Desenhos culturais e resistências

A cultura e a mídia como ferramentas concretas para a luta dos povos. Como espaços de mobilização, contra a desumanização própria do modo capitalista de produção. A cultura como o caminhar dos povos. E neste caminhar os movimentos populares se deparam e enfrentam a indústria cultural e os símbolos do capitalismo.

A cultura e a comunicação foram o centro dos debates de ontem (15/05), segundo dia da Mostra de Integração Latino-Americana. Na parte da manhã, para analisar a relação entre movimentos sociais, arte e indústria cultural ,Daniel Puglia, professor de Literatura Inglesa e Estudos Culturais pela Universidade de São Paulo (USP), partiu do exemplo da peça de teatro Posseiros e Fazendeiros, encenada por um grupo do MST, que chegou a ser apresentada no histórico teatro da Arena, em São Paulo,

Puglia criticou o olhar de desprezo lançado por estudiosos sobre as formas de manifestação dos movimentos sociais. “É uma armadilha se a gente aceita este tipo de juízo, trata-se de preconceito e do medo frente ao novo”, comenta. Recordou uma mística do MST que remetia a uma questão atual: a conexão existente entre a concentração de terras e o chamado “latifúndio” midiático, latifúndio que também persiste em outras áreas do conhecimento. “São raras as obras hoje que fazem este tipo de conexão”, explica.

A fala de Puglia defende uma não separação entre a militância e a atividade cultural – um dos debates presentes ao longo da mostra. Os atores dos movimentos, segundo eles, normalmente não se colocam como atores, isto porque a própria cultura torna-se uma atividade cotidiana para a militância. O objetivo, segundo Puglia, é chegar a um mundo onde “em que o artista não seja considerado um tipo especial de pessoa, mas que cada pessoa seja considerada um tipo especial de artista”, concluiu.
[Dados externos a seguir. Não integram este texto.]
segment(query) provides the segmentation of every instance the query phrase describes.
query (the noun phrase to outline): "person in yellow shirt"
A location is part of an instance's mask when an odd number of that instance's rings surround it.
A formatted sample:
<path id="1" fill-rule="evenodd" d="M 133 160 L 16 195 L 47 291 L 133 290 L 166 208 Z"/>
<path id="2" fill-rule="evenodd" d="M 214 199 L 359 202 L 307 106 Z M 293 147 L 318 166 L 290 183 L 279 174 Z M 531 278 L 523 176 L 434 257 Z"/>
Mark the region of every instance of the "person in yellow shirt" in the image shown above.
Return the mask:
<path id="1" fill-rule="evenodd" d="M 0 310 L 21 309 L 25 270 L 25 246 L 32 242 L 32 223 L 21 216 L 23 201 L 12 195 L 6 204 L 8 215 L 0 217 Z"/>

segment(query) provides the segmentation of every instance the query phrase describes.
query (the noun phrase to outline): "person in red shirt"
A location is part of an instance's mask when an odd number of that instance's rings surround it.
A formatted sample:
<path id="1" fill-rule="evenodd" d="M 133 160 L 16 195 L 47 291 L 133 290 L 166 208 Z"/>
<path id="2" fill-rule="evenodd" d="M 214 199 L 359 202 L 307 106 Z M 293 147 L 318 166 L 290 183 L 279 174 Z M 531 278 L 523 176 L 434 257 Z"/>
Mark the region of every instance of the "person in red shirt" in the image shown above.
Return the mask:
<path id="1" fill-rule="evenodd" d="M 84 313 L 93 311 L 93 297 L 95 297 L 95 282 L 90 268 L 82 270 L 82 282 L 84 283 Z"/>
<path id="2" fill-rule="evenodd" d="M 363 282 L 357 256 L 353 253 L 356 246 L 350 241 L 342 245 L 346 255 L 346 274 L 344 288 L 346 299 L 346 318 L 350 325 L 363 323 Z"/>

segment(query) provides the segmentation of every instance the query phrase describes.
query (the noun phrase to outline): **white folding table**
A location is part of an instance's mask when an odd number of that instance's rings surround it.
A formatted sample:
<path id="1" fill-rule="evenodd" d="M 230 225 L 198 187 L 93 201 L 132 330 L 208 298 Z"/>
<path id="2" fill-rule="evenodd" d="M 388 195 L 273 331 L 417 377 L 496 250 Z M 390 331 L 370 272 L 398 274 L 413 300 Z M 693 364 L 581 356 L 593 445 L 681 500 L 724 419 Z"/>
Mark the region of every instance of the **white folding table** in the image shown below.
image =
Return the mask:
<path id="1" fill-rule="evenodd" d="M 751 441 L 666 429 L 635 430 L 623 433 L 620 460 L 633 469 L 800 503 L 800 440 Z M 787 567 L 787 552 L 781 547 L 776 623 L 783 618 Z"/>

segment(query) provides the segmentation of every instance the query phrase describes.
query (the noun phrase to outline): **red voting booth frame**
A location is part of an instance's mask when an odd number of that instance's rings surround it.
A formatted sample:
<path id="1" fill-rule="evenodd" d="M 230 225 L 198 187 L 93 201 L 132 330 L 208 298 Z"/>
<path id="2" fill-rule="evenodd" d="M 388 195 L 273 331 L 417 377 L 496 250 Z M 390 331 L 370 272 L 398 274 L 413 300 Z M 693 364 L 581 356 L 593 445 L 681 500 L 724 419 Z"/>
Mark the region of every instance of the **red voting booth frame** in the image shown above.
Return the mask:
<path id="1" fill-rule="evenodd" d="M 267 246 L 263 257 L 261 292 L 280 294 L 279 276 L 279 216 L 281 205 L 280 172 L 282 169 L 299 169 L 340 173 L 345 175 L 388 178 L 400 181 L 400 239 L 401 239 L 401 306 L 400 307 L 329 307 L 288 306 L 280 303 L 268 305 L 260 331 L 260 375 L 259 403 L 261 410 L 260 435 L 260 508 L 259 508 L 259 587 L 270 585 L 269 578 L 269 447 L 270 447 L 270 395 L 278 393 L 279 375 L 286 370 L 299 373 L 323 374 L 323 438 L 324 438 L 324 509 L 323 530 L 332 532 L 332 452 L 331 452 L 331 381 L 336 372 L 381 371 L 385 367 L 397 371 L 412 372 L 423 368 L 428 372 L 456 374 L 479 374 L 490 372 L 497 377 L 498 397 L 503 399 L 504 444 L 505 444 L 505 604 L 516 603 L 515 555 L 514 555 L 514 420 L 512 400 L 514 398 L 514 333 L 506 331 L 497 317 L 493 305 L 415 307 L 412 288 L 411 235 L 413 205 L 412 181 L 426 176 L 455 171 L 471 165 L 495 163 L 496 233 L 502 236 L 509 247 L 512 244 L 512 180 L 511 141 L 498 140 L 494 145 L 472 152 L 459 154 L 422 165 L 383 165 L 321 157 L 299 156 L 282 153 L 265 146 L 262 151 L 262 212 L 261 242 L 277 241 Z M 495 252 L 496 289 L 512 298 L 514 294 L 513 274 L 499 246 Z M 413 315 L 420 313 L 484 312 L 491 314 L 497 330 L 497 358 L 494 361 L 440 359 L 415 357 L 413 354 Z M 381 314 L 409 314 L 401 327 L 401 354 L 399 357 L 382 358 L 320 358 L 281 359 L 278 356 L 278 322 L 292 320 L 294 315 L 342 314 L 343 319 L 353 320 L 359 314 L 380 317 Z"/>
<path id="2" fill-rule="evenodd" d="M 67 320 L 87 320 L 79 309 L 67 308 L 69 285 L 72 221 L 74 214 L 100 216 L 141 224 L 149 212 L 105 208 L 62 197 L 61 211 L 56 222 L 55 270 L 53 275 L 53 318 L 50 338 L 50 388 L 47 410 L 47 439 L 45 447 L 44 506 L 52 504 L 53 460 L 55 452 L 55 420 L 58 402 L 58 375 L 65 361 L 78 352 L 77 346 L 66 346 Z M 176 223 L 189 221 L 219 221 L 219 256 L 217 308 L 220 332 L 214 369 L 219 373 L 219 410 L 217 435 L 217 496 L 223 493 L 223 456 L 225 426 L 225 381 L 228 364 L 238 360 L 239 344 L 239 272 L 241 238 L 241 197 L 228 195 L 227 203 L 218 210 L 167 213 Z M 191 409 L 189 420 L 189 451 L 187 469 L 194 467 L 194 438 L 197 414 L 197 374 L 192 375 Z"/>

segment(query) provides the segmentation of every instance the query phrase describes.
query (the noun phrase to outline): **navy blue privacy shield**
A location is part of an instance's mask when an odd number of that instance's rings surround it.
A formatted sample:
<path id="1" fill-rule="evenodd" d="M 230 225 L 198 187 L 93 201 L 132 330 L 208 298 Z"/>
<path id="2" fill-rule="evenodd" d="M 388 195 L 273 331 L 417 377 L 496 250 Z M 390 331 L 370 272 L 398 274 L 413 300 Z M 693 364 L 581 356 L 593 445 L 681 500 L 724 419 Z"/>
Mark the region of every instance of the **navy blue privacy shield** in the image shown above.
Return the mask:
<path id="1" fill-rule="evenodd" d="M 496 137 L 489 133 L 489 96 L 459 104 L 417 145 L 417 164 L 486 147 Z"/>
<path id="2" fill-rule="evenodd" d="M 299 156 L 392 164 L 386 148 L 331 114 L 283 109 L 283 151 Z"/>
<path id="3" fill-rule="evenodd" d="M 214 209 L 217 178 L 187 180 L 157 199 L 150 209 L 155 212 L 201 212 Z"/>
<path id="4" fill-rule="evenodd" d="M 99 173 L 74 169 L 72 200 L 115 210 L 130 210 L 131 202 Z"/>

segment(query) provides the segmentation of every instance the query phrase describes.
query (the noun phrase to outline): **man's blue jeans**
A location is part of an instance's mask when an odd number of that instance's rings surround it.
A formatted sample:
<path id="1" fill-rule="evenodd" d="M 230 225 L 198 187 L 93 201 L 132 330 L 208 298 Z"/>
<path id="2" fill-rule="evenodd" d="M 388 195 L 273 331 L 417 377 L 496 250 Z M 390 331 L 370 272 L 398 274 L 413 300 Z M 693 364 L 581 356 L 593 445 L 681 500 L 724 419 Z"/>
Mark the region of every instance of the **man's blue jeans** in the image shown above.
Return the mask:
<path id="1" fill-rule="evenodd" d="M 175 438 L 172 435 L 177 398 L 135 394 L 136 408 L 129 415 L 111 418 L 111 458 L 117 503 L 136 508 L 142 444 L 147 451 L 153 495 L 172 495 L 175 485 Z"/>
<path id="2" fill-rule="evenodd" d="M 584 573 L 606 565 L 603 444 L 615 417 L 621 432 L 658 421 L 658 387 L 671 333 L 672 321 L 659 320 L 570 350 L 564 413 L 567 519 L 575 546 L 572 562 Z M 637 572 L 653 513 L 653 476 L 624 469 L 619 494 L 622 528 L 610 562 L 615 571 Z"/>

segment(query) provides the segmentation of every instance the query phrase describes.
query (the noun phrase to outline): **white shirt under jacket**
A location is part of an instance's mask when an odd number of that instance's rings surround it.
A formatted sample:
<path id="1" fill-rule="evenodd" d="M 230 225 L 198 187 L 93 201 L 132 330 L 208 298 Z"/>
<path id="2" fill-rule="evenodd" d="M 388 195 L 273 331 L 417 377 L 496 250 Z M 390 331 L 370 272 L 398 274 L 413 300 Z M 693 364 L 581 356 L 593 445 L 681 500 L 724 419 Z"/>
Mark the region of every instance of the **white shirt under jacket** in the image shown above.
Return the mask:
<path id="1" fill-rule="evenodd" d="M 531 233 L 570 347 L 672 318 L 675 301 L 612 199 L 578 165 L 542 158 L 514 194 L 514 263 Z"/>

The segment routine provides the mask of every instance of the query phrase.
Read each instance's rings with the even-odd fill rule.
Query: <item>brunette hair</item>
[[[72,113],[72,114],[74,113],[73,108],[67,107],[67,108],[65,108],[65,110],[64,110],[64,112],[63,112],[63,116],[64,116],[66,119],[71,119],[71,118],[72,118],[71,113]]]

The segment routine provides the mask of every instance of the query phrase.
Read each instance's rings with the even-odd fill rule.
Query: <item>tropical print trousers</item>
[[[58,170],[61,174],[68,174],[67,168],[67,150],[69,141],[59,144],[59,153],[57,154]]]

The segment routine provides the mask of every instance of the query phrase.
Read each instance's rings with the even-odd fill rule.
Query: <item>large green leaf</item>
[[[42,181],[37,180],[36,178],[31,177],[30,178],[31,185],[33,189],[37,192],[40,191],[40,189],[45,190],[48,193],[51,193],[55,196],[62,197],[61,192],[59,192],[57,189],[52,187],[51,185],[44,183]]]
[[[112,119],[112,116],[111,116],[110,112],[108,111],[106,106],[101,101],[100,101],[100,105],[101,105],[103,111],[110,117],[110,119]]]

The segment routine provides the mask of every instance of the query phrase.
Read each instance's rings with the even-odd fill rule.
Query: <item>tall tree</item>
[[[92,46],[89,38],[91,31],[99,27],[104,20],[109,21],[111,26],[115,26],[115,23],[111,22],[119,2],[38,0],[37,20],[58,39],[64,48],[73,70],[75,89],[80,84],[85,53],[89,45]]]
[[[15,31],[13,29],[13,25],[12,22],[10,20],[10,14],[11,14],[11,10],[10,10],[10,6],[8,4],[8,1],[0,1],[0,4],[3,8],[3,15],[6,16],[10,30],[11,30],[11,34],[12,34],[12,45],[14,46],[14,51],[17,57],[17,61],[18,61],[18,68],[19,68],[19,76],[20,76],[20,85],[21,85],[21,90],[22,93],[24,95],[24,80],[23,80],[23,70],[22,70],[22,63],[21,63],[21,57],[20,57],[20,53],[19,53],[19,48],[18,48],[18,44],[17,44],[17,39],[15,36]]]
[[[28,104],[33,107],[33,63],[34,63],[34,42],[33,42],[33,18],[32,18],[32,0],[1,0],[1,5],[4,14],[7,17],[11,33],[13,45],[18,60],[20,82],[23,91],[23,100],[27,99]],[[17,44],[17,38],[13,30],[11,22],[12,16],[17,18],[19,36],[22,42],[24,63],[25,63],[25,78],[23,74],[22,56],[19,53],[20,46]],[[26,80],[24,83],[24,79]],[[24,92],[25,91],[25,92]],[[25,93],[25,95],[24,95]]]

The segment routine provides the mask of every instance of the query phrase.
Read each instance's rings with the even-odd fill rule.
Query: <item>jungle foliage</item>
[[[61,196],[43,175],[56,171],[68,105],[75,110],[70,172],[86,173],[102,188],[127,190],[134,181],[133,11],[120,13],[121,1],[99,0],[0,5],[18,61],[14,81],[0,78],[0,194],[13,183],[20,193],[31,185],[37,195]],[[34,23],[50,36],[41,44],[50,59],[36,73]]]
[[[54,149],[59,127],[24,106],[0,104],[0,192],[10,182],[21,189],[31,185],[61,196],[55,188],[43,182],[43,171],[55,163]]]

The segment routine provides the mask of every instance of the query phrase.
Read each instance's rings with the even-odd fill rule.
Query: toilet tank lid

Ana Chã, do setor de cultura do MST, comenta que a área da cultura afirmou-se no movimento quando ele já possuía mais de 10 anos. A primeira oficina de música data de 1996. A cultura, na sua opinião, é entendida como parte da luta de classes, inserida no processo de luta. “Não há uma distinção entre cultura e política. A cultura é uma ferramenta de mobilização”, comenta.

O MST possui atualmente, segundo Chã, 40 grupos teatrais pelo Brasil. Chã falou sobre a necessidade de capacitação por parte dos movimentos da linguagem e da técnica do audiovisual. Porém, segundo ela, é necessário um outro fim para a técnica apropriada. “Não basta apenas se apropriar dos meios burgueses, mas dar nova forma a eles”, afirma, para quem é preciso sair da cultura do espetáculo da mídia empresarial.

Agronegócio e deserto cultural

Araídes Duarte da Cruz, integrante do setor de comunicação e cultura do MST no Paraná, comenta que a expansão do agronegócio no campo tem como uma das primeiras conseqüências a destruição da cultura do povo. “O agronegócio destrói a cultura, e um povo sem cultura é como a árvore voando sem vento”, compara.

O patrimônio cultural, a seu ver, deve ser apropriado pelos camponeses, inclusive as técnicas e conhecimentos que hoje estão apropriadas pela burguesia. “Buscamos a elevação cultural do nosso povo. A Mostra Cultural leva o debate de que a cultura é tudo o que produz a nossa existência (…) Deveríamos ter acesso não a uma parte, mas ao conhecimento da espécie humana como um todo”, afirma.